5. sonicated for 20 cycles (30sec on/30sec off) / invert mix and spin after every 5 cycles.
6. lysed cells + beads + PIC + PMSF + ChIP Dilution Buffer (final volume: 2ml) - pre clearing / 4-6 hrs / 4*C / rotospin: 20RPM.
7. after pre clearing, beads are pelleted and the supernatant is collected.
8. 100 ul of supernatant is kept aside as INPUT sample and the rest is taken ahead for ChIP.
The antibodies used is custom generated and is shown both by immunostaining and western blot to be specific for the protein.
The lysis and sonication conditions were standardized to give a sheered DNA smear between 500-100 bp with maximum intensity at 300bp.
the RNase, PIC, PMSF conditions are standardized to get high purity of DNA. (checked by PCI purification of sonicated DNA: 260/280: ~1.84).
With all these conditions, I am not able to detect the protein (47kDa) in western in INPUT Sample (attaching the INPUT western for the recent trial experiment done)
The one thing which i think might be causing a problem at the conditions in which i am running the transfer. (120V, 3.00A, 100min, 4*C). And every time I run a transfer I have seen the transfer buffer heating up.
Do you think this transfer condition is not good for health or there might be something else that i should check.
By the way, I am using the regular Tris-Glycine transfer buffer.
Your ChIP input material is cross-linked, and thus bands are not likely to run at their expected MW (ideally much of your factor is cross-linked to DNA and/or other proteins). It would be far more instructive to check whether you can detect your protein by Western in a nuclear fraction of non-crosslinked material. In the event you can succeed there, I would proceed with the ChIP experiment using the sonicated material you prepared and not worry about trying to use ChIP input material for Westerns. Since your positive control looks OK, I don't see any reason to question the transfer step.
Thanks a lot Daniel.
Ok this was extremely stupid of me that i didn't think about the "crosslinking" problem...
it is pretty obvious that since my sample is Crosslinked, i am not going to get bands at the expected range.
But i was thinking that if the problem is "crosslinking", then what if after i take the input, "reverse crosslink" it without using "proteinase K" and then then run the sample in western.
How about that?
that will theoretically rule out the problem.
so will it be better to check input protein by the following process:
1. fix cells by formaldehyde and glycine
2. sonicate the sample @ 20cycles
3. make up the volume upto 2ml with ChIP dilution buffer
4. pre clear with beads and take 100 ul from that sample as input.

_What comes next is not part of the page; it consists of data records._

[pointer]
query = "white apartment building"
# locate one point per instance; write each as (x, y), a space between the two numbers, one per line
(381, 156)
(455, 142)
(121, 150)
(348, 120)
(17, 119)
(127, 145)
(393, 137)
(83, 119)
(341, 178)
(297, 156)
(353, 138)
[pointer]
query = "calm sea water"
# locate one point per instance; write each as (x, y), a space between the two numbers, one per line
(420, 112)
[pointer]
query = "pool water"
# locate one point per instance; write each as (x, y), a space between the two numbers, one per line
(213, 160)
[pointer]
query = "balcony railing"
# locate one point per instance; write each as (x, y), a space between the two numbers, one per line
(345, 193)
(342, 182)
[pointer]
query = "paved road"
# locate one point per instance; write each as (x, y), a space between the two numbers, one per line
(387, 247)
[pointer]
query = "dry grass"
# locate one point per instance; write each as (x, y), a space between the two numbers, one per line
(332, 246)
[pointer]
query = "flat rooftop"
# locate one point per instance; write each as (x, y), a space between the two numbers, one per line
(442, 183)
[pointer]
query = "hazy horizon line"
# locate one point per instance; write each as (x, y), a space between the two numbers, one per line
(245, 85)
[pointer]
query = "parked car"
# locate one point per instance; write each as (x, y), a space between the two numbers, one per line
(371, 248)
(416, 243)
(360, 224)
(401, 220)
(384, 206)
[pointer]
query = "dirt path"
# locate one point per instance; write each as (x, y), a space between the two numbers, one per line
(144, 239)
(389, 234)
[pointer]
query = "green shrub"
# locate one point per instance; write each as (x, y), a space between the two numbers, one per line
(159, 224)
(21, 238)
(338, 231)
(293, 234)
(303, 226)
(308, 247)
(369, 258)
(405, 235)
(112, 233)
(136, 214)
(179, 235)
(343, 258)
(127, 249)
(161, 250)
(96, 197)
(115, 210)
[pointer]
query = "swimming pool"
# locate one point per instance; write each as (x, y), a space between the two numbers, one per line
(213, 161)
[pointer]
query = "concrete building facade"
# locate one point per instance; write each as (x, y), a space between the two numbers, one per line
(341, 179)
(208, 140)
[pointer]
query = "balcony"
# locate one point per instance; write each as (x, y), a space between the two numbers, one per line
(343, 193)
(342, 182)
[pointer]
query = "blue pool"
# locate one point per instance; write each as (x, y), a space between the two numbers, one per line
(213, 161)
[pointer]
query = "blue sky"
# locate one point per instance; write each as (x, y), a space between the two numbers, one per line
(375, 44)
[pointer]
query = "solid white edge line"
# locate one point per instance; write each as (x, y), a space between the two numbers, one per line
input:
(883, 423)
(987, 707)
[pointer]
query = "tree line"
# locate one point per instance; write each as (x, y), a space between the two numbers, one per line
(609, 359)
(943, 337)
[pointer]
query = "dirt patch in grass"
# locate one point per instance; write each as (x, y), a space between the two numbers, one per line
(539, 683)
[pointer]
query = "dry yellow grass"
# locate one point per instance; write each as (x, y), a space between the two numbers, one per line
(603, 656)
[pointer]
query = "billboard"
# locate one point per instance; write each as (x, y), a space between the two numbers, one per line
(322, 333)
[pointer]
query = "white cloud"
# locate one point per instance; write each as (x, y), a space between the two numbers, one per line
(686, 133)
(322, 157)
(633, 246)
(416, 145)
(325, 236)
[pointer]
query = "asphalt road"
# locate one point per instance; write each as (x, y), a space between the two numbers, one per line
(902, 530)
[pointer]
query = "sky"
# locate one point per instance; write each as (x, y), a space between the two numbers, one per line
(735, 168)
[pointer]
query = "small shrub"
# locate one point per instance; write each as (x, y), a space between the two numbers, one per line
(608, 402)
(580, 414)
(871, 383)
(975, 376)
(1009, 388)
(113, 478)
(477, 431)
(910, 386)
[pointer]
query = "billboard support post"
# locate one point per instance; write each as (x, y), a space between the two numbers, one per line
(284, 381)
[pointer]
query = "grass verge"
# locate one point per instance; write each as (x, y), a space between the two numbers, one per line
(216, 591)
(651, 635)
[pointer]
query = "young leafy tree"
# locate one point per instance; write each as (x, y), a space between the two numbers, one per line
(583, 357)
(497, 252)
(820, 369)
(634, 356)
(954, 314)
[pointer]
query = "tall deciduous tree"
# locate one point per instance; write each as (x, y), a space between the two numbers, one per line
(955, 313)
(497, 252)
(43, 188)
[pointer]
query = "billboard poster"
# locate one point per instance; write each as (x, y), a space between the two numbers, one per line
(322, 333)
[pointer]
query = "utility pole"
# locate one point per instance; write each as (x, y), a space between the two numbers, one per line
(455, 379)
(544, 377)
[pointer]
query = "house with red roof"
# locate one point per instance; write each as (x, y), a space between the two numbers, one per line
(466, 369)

5. overnight reverse crosslinking with NaCl but No PRO K.
6. run that sample as INPUT Protein sample.
Thanks a lot Lilien.
But just wanted to say that my beads are not antibody conjugated. i first incubate the sonicated sample with Antibody to induce Protein-Antibody binding. then i put the beads to induce Antibody-Protein binding.
the very fact that i am also passing the sonicated sample through the same beads is because i am using Agarose beads. thus it is reported to have nonspecificity. the Pre clearing will remove anything that has an inherent affinity for the beads. so that after i add the beads again for antibody binding, it does not create non specific pull down.
We've tried this and unfortunately reversal of crosslinking is highly inefficient. It is adequate in combination with Proteinase K to liberate enough DNA to permit the ChIP assay to work. However, even after so-called reversal of crosslinks overnight at 65C, your proteins still will not run at the correct MW on SDS-PAGE. So I cannot recommend this. The best you can do is dot-blot, but you lose any information as to whether your Ab is recognizing the expected antigen based on molecular weight. If you have a negative control (e.g. knockout), you might be able to interpret it.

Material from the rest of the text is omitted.